Na França, o governo do Partido Socialista tem o presidente mais impopular da história da Quinta República a aplicar políticas sociais e econômicas que deixam seus opositores conservadores vermelhos de inveja.

Na Alemanha, os sociais-democratas do SPD acostumaram-se a fazer parte do gabinete de Angela Merkel, sendo nada mais que um aliado meio incômodo com quem, no entanto, é possível governar.

Nos casos francês e alemão, tais partidos de esquerda são apenas “conservadores com um rosto humano”, o que –há de se dizer as coisas às claras– é também a situação no Brasil. Esta esquerda não existe mais enquanto tal.
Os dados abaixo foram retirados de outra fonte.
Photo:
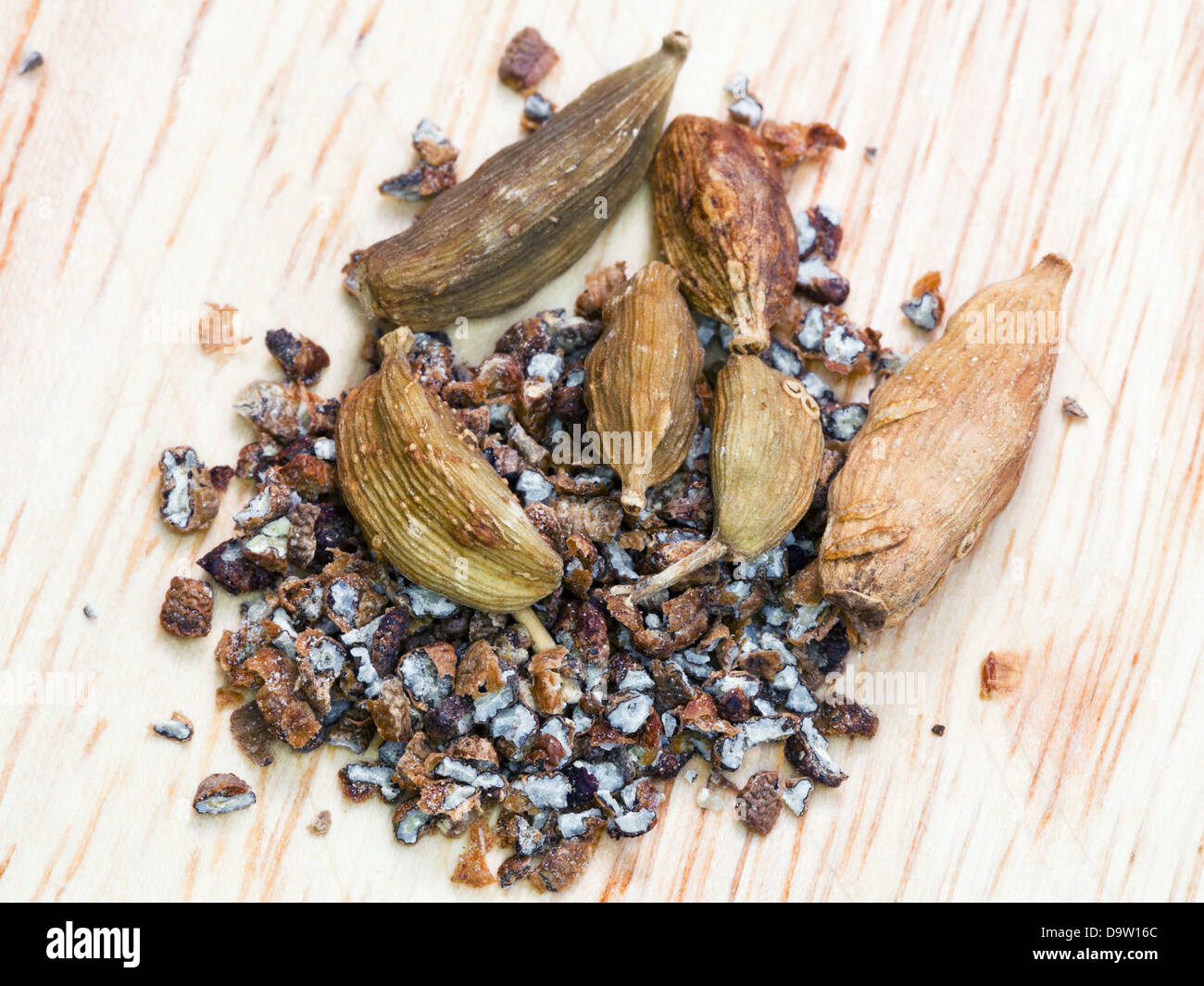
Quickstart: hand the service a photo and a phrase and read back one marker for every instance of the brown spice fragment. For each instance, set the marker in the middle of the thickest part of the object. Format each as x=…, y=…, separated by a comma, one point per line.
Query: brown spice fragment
x=478, y=670
x=758, y=803
x=598, y=287
x=390, y=712
x=926, y=307
x=846, y=718
x=233, y=571
x=177, y=729
x=219, y=793
x=252, y=734
x=1072, y=408
x=545, y=669
x=1000, y=673
x=187, y=608
x=220, y=477
x=434, y=170
x=560, y=867
x=472, y=867
x=301, y=359
x=526, y=60
x=789, y=144
x=187, y=499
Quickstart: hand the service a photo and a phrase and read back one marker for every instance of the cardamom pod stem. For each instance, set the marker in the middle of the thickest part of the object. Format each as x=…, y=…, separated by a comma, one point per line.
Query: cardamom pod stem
x=529, y=212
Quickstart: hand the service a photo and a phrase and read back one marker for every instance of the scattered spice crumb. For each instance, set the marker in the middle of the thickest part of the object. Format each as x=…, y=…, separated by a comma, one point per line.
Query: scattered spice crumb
x=179, y=728
x=1072, y=408
x=526, y=60
x=758, y=803
x=472, y=867
x=791, y=144
x=187, y=608
x=926, y=307
x=187, y=499
x=1000, y=673
x=221, y=793
x=537, y=109
x=220, y=477
x=434, y=170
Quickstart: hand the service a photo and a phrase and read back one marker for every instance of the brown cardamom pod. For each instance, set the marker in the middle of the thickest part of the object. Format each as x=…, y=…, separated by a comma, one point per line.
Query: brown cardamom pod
x=639, y=381
x=942, y=449
x=766, y=448
x=726, y=225
x=529, y=212
x=429, y=502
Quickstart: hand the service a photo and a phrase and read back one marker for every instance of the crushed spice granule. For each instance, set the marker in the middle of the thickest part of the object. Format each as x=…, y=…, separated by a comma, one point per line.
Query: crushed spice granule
x=526, y=60
x=187, y=608
x=1072, y=408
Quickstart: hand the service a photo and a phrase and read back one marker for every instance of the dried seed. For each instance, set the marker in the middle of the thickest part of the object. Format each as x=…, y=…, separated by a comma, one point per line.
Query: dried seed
x=428, y=500
x=495, y=239
x=725, y=225
x=639, y=381
x=766, y=450
x=942, y=450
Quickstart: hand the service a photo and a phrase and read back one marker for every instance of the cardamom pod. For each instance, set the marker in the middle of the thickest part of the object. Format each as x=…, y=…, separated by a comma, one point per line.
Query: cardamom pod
x=942, y=449
x=725, y=224
x=766, y=448
x=639, y=381
x=429, y=502
x=529, y=212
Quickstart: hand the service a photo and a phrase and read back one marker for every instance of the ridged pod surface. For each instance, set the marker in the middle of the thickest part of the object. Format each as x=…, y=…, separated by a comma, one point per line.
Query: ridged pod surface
x=428, y=500
x=726, y=225
x=942, y=450
x=639, y=381
x=529, y=212
x=766, y=449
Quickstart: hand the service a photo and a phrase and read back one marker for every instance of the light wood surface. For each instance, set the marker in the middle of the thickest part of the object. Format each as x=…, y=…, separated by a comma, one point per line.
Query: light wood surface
x=171, y=155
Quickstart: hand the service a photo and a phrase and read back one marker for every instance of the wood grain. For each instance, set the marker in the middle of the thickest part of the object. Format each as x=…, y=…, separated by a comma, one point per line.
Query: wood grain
x=165, y=156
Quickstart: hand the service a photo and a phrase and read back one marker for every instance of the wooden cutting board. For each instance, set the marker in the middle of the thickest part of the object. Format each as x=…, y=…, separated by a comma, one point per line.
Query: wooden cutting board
x=221, y=152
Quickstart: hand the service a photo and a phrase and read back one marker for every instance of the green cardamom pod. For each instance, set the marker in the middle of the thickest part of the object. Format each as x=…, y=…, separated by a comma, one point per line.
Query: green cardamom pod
x=639, y=381
x=529, y=212
x=428, y=500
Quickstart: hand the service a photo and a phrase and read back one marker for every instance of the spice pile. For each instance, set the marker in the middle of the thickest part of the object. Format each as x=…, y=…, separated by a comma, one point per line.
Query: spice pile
x=665, y=607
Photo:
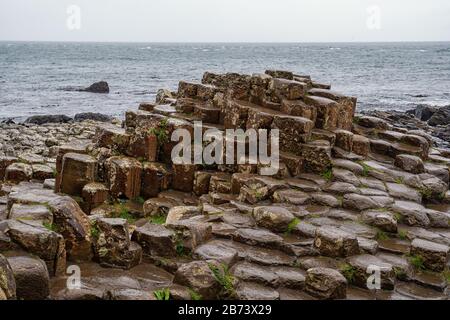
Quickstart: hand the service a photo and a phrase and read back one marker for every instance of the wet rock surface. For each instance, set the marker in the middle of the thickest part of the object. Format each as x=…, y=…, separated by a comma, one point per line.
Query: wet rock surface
x=354, y=196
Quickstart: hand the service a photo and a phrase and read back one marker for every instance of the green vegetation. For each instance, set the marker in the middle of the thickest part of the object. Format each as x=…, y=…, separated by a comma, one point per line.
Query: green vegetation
x=51, y=226
x=292, y=225
x=158, y=219
x=160, y=132
x=398, y=217
x=328, y=174
x=163, y=294
x=180, y=249
x=366, y=168
x=426, y=193
x=95, y=232
x=417, y=262
x=382, y=236
x=400, y=273
x=124, y=213
x=259, y=195
x=348, y=272
x=139, y=200
x=194, y=295
x=224, y=278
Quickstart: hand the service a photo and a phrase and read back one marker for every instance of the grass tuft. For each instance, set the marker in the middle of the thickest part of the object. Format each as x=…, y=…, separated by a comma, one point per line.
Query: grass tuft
x=402, y=234
x=194, y=295
x=417, y=262
x=162, y=294
x=51, y=226
x=224, y=278
x=161, y=219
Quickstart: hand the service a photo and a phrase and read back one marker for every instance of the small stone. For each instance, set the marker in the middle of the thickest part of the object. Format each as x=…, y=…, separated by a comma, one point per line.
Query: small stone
x=384, y=220
x=254, y=291
x=434, y=255
x=344, y=140
x=77, y=171
x=94, y=194
x=409, y=163
x=156, y=240
x=333, y=242
x=325, y=283
x=32, y=278
x=124, y=177
x=361, y=145
x=215, y=250
x=274, y=218
x=412, y=213
x=31, y=212
x=18, y=172
x=8, y=283
x=198, y=276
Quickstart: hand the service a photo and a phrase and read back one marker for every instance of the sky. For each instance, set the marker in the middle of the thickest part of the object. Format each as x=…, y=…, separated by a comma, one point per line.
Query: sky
x=225, y=20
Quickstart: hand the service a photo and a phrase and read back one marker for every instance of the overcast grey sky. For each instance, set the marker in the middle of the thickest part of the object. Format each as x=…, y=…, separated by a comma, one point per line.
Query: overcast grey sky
x=227, y=20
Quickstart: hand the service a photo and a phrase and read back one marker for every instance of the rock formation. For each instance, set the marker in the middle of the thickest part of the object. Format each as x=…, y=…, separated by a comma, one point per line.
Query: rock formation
x=353, y=195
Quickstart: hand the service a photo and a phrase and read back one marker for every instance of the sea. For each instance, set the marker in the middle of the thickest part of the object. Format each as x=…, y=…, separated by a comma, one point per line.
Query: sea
x=34, y=76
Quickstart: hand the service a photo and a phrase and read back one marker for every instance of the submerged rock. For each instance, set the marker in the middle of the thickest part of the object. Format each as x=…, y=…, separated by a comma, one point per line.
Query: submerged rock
x=98, y=87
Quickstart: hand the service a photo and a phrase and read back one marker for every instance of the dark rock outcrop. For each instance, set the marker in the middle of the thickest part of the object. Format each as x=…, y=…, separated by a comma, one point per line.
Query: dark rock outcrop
x=39, y=120
x=441, y=117
x=423, y=112
x=98, y=87
x=92, y=116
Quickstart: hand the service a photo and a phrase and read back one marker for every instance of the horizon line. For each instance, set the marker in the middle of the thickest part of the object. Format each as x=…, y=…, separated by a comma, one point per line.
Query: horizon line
x=230, y=42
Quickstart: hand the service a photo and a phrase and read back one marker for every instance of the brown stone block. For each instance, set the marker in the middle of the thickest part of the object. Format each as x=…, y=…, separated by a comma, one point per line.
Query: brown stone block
x=124, y=177
x=77, y=171
x=156, y=177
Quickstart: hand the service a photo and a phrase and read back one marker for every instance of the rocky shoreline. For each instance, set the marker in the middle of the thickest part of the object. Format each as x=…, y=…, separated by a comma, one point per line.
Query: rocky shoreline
x=353, y=193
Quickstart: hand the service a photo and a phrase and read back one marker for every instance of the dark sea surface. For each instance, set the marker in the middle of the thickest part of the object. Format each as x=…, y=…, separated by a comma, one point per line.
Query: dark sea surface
x=382, y=75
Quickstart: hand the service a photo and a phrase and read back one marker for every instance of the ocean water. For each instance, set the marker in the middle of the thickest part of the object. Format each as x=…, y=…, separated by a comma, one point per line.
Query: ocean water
x=382, y=75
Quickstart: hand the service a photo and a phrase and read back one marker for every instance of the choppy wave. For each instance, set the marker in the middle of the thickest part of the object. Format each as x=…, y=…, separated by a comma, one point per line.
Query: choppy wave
x=35, y=76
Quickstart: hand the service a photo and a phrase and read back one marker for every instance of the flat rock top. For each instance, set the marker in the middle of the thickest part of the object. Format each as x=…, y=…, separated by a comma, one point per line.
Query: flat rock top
x=79, y=157
x=429, y=246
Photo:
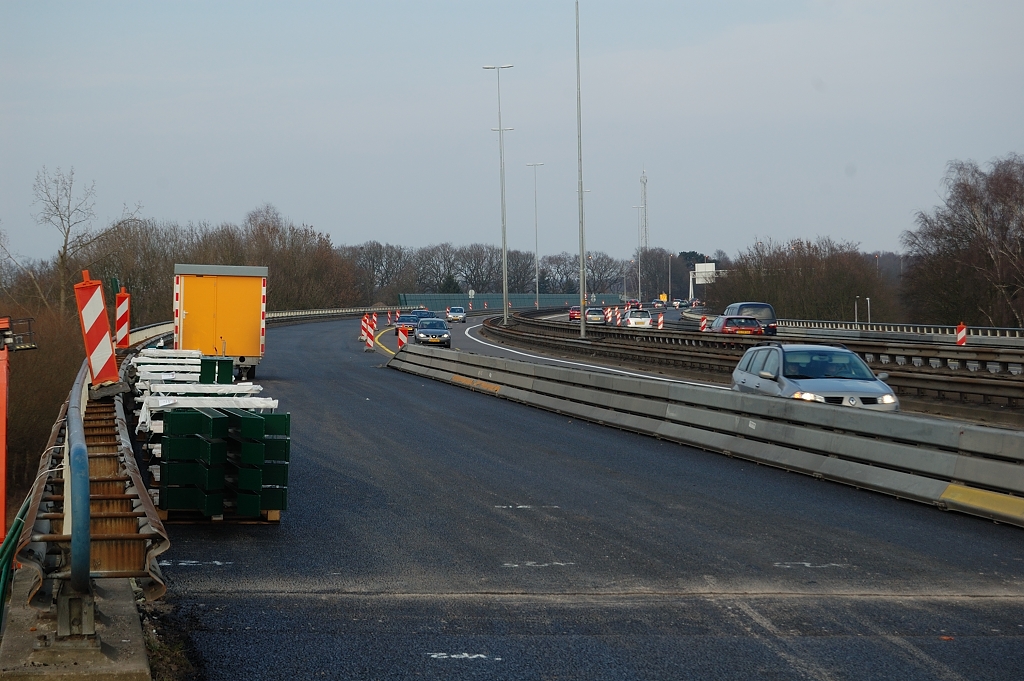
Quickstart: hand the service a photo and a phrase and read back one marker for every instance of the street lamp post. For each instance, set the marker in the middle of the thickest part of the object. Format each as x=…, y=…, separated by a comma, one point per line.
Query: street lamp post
x=537, y=250
x=583, y=240
x=501, y=156
x=639, y=249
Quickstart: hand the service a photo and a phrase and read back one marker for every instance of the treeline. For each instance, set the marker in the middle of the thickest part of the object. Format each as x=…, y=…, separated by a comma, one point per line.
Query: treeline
x=964, y=262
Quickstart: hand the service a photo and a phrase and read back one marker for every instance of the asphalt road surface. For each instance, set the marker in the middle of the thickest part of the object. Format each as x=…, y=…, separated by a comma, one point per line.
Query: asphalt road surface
x=434, y=533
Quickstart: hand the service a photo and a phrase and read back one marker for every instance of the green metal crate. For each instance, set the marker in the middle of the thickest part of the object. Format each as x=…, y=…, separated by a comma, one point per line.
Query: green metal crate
x=208, y=422
x=192, y=473
x=192, y=499
x=193, y=448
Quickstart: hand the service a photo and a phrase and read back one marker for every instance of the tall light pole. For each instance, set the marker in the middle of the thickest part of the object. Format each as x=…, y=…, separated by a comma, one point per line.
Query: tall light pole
x=501, y=156
x=583, y=240
x=537, y=249
x=639, y=249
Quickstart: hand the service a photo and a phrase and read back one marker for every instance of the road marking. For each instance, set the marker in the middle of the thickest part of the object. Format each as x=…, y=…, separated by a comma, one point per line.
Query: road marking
x=586, y=366
x=461, y=655
x=801, y=563
x=526, y=506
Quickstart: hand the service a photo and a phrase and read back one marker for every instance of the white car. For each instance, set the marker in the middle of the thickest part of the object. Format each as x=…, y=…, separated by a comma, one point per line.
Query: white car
x=637, y=317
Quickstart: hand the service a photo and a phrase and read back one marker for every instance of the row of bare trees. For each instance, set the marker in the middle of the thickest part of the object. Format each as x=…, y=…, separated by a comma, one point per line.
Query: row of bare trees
x=966, y=258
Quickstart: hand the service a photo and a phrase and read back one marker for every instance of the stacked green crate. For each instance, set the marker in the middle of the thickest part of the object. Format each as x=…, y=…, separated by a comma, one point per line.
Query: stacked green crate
x=194, y=452
x=258, y=455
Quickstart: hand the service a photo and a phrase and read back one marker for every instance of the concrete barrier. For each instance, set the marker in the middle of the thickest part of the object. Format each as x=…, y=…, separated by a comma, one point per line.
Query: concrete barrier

O problema é que nem sempre o que deixou de existir desaparece. Às vezes, ele continua a vagar como zumbi, entre a vida e a morte, à espreita de sangue novo para continuar seu vagar arrastado, melancólico.

Vagar de choques recessivos anunciados com olhares depressivos, de “planos de austeridade” vindo do além-túmulo. Deste sangue novo vampirizado, ela não fará nada, a não ser paralisar todo movimento possível e transformar outros corpos em mortos-vivos que vagam junto ao zumbi governamental alimentados pela ilusão narcísica de estarem perto do poder. Sim, meus amigos, preparem-se para a esquerda zumbi.

Enquanto isto, em países que cansaram desse show de horrores, uma vida política reconstruída começa a aparecer.

Olhem para a Espanha do Podemos! e a Grécia do Syriza: dois partidos de uma esquerda renovada que estão atualmente em primeiro lugar em todas as pesquisas.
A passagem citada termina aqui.